Statistical Analyses
T-tests, Chi squared, and Fischer’s exact tests were employed to assess for differences in AKI and liver function among infants with favorable vs. adverse outcomes. The relationships between NIRS and aEEG data at each 12-hour interval and 18-month outcomes were assessed with independent sample t-tests for the dichotomous (favorable vs. adverse) outcome. For this pilot study, we did not adjust for multiple comparisons; p<0.05 was taken to be significant. STATA was used for all analyses (College Station, TX).
Results
Twenty-one infants were enrolled and outcomes are available for 18 (3 were lost to follow-up). Details of this cohort’s acute NICU course were previously reported.21 Demographic, clinical, and follow-up data are presented in Table 1. Five of the patients had adverse outcomes (3 deaths). Four patients had neonatal seizures, of whom 2 had adverse outcome, and 2 had good outcome. Two patients had abnormal GMFCS scores (N=1 Level II and N=1 Level III); both met additional criteria for adverse outcomes. None of the patients had epilepsy, blindness, or severe hearing impairment at the time of follow-up.
Table 1.
Gestational age | 39.9 ± 1.6 wk |
Sex | 12 M, 6 F |
Birth weight | 3,501 ± 445 g |
Head circumference | 35.6 ± 2.0 cm |
Median 5-min Apgar score (range) | 3 (0–7) |
Initial pH | 6.94 ± 0.18 |
Initial base deficit | 19.2 ± 6.0 |
Outcome | 5 adverse 13 favorable |
Acute Kidney Injury | Present in 6 Absent in 11 |
Bayley Cognitive Score (range), n=15 | 94 ± 19.3 (60–125) |
Bayley Language Score (range), n=15 | 94.2 ± 20.6 (59–138) |
Bayley Motor Score (range), n=14 | 96.5 ± 16.8 (46–112) |
Systemic variables
AKI was documented in 6 subjects, while 11 had no AKI (insufficient data were available for one infant). The presence of AKI did not distinguish those who went on to have favorable versus adverse outcomes (3/12 with good outcome had AKI vs. 3/5 with adverse outcome; p=0.28). We lacked power to evaluate associations according to the grade of AKI. There was no association between significantly elevated liver function tests (>300% of normal AST or ALT) on day of life 1, 2, or 3 and developmental outcome (p>0.9 for all comparisons).
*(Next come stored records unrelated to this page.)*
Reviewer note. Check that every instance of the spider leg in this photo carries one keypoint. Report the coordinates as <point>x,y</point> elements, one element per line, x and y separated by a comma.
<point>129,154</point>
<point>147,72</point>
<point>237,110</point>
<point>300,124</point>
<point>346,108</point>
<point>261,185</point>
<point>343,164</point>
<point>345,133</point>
Amplitude-integrated EEG variables
Several aEEG variables were predictive of outcomes. There were insufficient data to analyze aEEG from the first 12 hours of hypothermia, but aEEG data from hours 12 through 48 of cooling were associated with outcomes. Mean aEEG amplitude during hours 24–48 of cooling was higher among those with good outcomes (p=0.027 to 0.032; figure 1a). The aEEG lower margin was also higher during hours 12–48 for those with good outcomes (p=0.014 to 0.035; figure 1b). The spectral edge frequency data showed no significant relationship with outcome (p>0.05 for all time points).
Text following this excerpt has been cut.